Some parts of the world are simply too dangerous to live in, but if it is where you call home, then you just have to pray that nothing disastrous happens.
Some parts of the world are simply too dangerous to live in, but if it is where you call home, then you just have to pray that nothing disastrous happens. Below are four of the world’s most deadly places;
Lake Nyos, Cameroon
In 1986, Lake Nyos exploded and released a fog of carbon dioxide that killed all villagers near the lake in their sleep and thousands of wild life within a radius of 10 miles from the lake also died. It is one of the only three lakes in the world that have a build up of carbon-dioxide which upon explosion, unleashes carbon-dioxide into the atmosphere, endangering animals and people. 1,700 people were asphyxiated as a result of the lake Nyos disaster.
It explodes because it is located in an area where pockets of magma leaks Carbon-dioxide into the water and changes it to carbonic acid and then gets trapped, only to explode when the pressure builds up. In the case of the 1986 explosion of the carbon gas, villagers near this lake not only died, but even all their cows, goats, chicken or anything that intakes oxygen died. Efforts have been made to siphon out the carbon-dioxide that builds up, but this lake still remains a very dangerous lake indeed.
America is the land of the free! But there is one place in the United States where death seem to lurk repeatedly. According to available ranking by SustainLane done 4 years ago, Miami is one of the most disaster prone cities to live in because experts have identified it as a frequent hurricane zone. The US geological survey estimates that in a period of 100 years, Miami, Florida should expect 60 deadly hurricanes of the Katrina and tropical storm Isaac magnitude. The other examples of the Hurricane that targeted this area which is still talked about to this day is Hurricane Andrew of 1992 which was so powerful that it even broke the measurement instruments, killing 23 people but caused damage worth $26.5 Billion. The great Miami Hurricane of 1926 turned every building in town to rubbles and killed 373 people. 9 years later in 1935, 408 people of Miami were killed by the Labor Day Hurricane while in 1960, another hurricane Donna ravaged through South Florida killing lives and damaging lots of property.

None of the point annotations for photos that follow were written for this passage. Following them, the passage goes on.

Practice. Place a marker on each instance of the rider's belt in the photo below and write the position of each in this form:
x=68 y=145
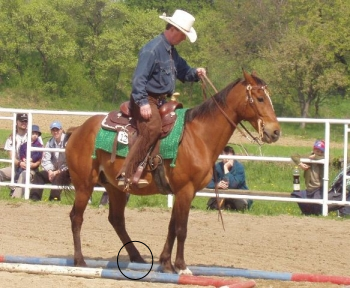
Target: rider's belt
x=158 y=96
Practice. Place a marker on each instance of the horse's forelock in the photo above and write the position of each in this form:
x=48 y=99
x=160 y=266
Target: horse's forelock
x=209 y=105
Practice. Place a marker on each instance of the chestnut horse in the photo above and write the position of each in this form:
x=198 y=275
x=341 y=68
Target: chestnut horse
x=207 y=129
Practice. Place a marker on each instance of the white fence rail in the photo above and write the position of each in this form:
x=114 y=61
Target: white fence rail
x=327 y=124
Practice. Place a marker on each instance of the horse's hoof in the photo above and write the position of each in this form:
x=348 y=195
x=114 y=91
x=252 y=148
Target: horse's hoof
x=183 y=272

Guatemala is one country that is located in a zone prone to earthquakes, hurricanes and mudslides all at once. The entire western coast of the American continents rests on a ring of fire, that encircles the Pacific Ocean. Although Guatemala is not the only country at risk, records show that it has over the years been bearing the brunts of natural disasters. In 1976, 23,000 people died when an earthquake of magnitude 7.5 hit the country. All rescue efforts were hampered by subsequent landslides that destroyed roads and thwarted all disaster relief responses. In 2005, heavy rains and hurricanes soaked Guatemala causing as many as 900 mudslides, many of the villages and about 2000 inhabitants were buried, with some areas declared a cemetery because rescue teams were just too exhausted to continue looking for bodies.
Java and Sumatra, Indonesia
Java and Sumatra in Indonesia are places prone to droughts, floods, earthquakes, landslides, volcanoes and tsunamis all at once, making them some of the most risky parts of this planet earth according to the Centre for Hazards and Risk Research at Columbia University. In 2004 the Indian Ocean Tsunami killed as many as 227,898 people here after an earthquake triggered a tsunami that devastated Indonesia and many adjacent countries. The period between 1907-2004, Java and Sumatra suffered all manner of natural disasters ranging from Krakatoa volcanic eruptions, killing 17,945 people, earthquakes killing 21,856, drought killing 9,329, floods and mudslides have continued to kill people in this region.